What a Finite Kernel Buys an MLP

June 18, 2026 · 17 min read

#ml #kernels #interpretability #mlp #rkhs #yat #geometry #deep-learning

Runnable JAX companionThe Yat-Kernel MLP in JAX/Flax NNXPrefer to read the code? This post has a hands-on JAX / Flax NNX implementation.Open the JAX companion

Every multilayer perceptron is built from one primitive: a linear map followed by a pointwise nonlinearity, $h = \sigma(w^\top x + b)$ . The activation $\sigma$ is the part nobody can quite justify. We reach for ReLU because it trains, GELU because it trains a little better, and we tell ourselves the choice is a detail. It is not a detail. A pointwise activation is a patch over a missing object, and the price of the patch is everything that makes an MLP opaque: no geometry, no centers, no attribution, no capacity you can name.

This post asks a single question. What if the primitive were not a linear map plus an activation, but a finite, explicit, positive-definite kernel, a similarity between the input and a learned center, with no $\sigma$ at all? The nonlinearity, the locality, and the geometry would then come from the kernel, not from a function we bolt on afterward. The kernel I will use is the Yat kernel; the point is the list of things you get for free once the unit is a kernel. This is the catalogue.

It builds directly on two earlier pieces: what an MLP knows when its unit is a kernel, which constructs the unit, and why activations are bad for geometry, which is the problem this construction answers.

First, the kernel you do not mean

There is already a fashionable way a kernel shows up in a neural network, and it is the wrong one for this story. Take a network, send its width to infinity, and in the lazy regime it linearizes around initialization into a fixed kernel, the Neural Tangent Kernel (Jacot et al., 2018). The NTK is real and useful, but look at what it is: emergent (you do not write it down, it falls out of a limit), infinite-dimensional, fixed at initialization, and data-blind. It describes a network that has, in a precise sense (Chizat et al., 2019), stopped learning features, the parameters barely move, and the function is a kernel regressor against a kernel nobody chose.
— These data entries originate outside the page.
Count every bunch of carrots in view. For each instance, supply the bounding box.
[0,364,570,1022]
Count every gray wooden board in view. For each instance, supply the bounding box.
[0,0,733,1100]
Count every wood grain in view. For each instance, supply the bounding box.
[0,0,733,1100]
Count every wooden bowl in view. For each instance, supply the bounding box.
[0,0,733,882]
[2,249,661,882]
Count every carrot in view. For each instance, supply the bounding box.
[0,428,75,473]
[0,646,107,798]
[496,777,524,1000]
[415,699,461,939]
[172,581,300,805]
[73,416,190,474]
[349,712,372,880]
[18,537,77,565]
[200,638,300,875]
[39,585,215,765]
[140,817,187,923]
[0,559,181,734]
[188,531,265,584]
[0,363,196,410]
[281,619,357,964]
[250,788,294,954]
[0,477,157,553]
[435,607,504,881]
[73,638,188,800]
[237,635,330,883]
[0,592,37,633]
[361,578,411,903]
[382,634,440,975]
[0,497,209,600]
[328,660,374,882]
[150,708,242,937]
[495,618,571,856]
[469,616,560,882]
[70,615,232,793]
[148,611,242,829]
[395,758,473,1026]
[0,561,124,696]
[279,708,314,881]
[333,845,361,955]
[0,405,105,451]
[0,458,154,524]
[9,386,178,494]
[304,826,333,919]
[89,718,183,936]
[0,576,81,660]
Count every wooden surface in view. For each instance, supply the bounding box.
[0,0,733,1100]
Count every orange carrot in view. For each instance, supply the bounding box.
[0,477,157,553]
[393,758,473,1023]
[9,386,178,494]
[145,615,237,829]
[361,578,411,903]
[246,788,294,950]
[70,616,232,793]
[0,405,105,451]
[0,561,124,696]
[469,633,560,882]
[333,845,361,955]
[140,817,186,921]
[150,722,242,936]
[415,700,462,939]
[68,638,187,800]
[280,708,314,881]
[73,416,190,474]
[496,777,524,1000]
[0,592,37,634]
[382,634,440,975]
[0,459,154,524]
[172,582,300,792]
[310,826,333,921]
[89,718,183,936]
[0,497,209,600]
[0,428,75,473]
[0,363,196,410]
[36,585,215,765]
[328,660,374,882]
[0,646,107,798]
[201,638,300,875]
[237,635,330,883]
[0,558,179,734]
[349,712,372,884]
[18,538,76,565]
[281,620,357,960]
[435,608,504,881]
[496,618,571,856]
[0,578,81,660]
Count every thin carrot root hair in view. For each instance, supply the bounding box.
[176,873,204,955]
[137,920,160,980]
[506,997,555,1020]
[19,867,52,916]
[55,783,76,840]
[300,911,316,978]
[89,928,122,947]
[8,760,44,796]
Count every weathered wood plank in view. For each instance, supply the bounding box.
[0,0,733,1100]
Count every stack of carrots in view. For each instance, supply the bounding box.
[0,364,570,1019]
That is the opposite of what I want. Here the kernel is finite (you write it down in closed form; its core has a feature map of finite dimension), explicit (a design choice, not an asymptotic accident), and learnable (its centers are parameters that move). The network is free to be in the rich, feature-learning regime, the prototypes migrate toward structure in the data, and it is still a kernel machine at every layer, because the kernel is the unit and not a description of the unit’s limit. “Not the NTK” is the whole framing: do not wait for an infinite-width limit to hand you a kernel you cannot steer. Install one.

The unit

For an input $x\in\mathbb{R}^d$ and a learned center $W_u\in\mathbb{R}^d$ , with two non-negative scalars $b\ge 0$ and $\varepsilon>0$ , hidden unit $u$ computes

y_u(x) \;=\; \alpha_u\,\underbrace{\frac{(W_u^\top x + b)^2}{\lVert x - W_u\rVert^2 + \varepsilon}}_{k_{b,\varepsilon}(W_u,\,x)} .
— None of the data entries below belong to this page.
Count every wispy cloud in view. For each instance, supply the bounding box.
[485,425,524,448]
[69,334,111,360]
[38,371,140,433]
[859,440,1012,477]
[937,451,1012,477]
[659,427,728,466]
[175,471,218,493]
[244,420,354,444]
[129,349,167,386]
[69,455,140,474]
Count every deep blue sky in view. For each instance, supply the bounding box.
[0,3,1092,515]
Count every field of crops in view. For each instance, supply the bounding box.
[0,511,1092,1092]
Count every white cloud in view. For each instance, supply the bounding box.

There is no $\sigma$ . The numerator is a squared alignment (how much $x$ points along $W_u$ ); the denominator is an inverse-multiquadric distance gate (how close $x$ sits to $W_u$ ). The unit fires when the input is both aligned with and near its center, and its response is a single localized peak at $x = W_u$ . A ReLU unit, by contrast, carries only a direction and fires across an entire half-space; the kernel unit carries a point. That difference, a center in input space versus a hyperplane, is the source of everything below, and it is developed at length in what an MLP knows.
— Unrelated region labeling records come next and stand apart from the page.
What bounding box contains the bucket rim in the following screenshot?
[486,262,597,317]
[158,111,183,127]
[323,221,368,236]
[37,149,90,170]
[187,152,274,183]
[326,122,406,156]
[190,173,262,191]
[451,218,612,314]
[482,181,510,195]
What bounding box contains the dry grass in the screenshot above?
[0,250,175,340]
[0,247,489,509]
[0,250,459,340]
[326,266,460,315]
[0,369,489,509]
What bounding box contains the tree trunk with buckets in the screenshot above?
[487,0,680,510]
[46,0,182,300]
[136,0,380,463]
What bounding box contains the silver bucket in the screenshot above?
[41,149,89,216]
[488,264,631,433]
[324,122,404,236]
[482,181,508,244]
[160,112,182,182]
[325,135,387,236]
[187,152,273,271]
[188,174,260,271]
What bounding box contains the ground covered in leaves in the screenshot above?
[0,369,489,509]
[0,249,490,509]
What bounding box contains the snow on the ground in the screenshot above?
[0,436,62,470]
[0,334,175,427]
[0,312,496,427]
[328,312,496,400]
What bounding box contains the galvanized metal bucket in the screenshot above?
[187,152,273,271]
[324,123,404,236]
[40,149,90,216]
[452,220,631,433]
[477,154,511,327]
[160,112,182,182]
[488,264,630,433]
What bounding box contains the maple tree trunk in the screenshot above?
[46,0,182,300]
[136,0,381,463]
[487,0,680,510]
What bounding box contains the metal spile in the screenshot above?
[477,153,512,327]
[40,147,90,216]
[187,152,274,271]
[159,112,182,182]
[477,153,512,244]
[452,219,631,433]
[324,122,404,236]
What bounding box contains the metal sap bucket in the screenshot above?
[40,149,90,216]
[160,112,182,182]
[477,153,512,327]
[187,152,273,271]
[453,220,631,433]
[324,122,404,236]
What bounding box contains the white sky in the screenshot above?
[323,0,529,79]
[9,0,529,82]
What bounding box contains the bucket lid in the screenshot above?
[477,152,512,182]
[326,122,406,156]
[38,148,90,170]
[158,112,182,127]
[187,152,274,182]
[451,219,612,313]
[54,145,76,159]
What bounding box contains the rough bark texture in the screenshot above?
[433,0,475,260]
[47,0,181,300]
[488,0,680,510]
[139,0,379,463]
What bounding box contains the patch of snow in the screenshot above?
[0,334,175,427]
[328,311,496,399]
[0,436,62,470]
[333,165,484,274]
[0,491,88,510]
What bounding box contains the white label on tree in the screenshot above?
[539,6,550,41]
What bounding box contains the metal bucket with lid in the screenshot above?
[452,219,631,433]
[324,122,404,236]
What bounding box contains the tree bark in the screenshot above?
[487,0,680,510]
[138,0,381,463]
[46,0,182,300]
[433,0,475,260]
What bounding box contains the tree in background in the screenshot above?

Two properties make this a kernel and not just a clever activation. It is non-negative ( $b\ge 0$ keeps the numerator a square, the denominator is positive). And it is positive definite: $k_{b,\varepsilon}$ is the Schur product of a degree-2 polynomial kernel $(W_u^\top x + b)^2$ , PSD and, crucially, finite-rank, with an inverse-multiquadric kernel $1/(\lVert x-W_u\rVert^2 + \varepsilon)$ , which is PSD by Schoenberg. A product of PSD kernels is PSD, so $k_{b,\varepsilon}$ is a genuine Mercer kernel; Bouhsine (2026) proves it positive definite for $\varepsilon\ge 0$ and universal for $\varepsilon>0$ . Non-negative and positive definite are independent properties, and the unit has both, the useful corner, as the convex-readout companion shows in code. Everything that follows is a consequence of one of those two facts.

Here is the whole thing learning, in your browser. A layer of these units, one prototype each, no activation function, trained by gradient descent on a 2-D task. Watch the prototypes (the kernel centres) migrate onto the data and the decision field form. The parameters move freely: this is the rich, feature-learning regime, the opposite of the NTK’s frozen kernel, and yet every step is an exact kernel machine.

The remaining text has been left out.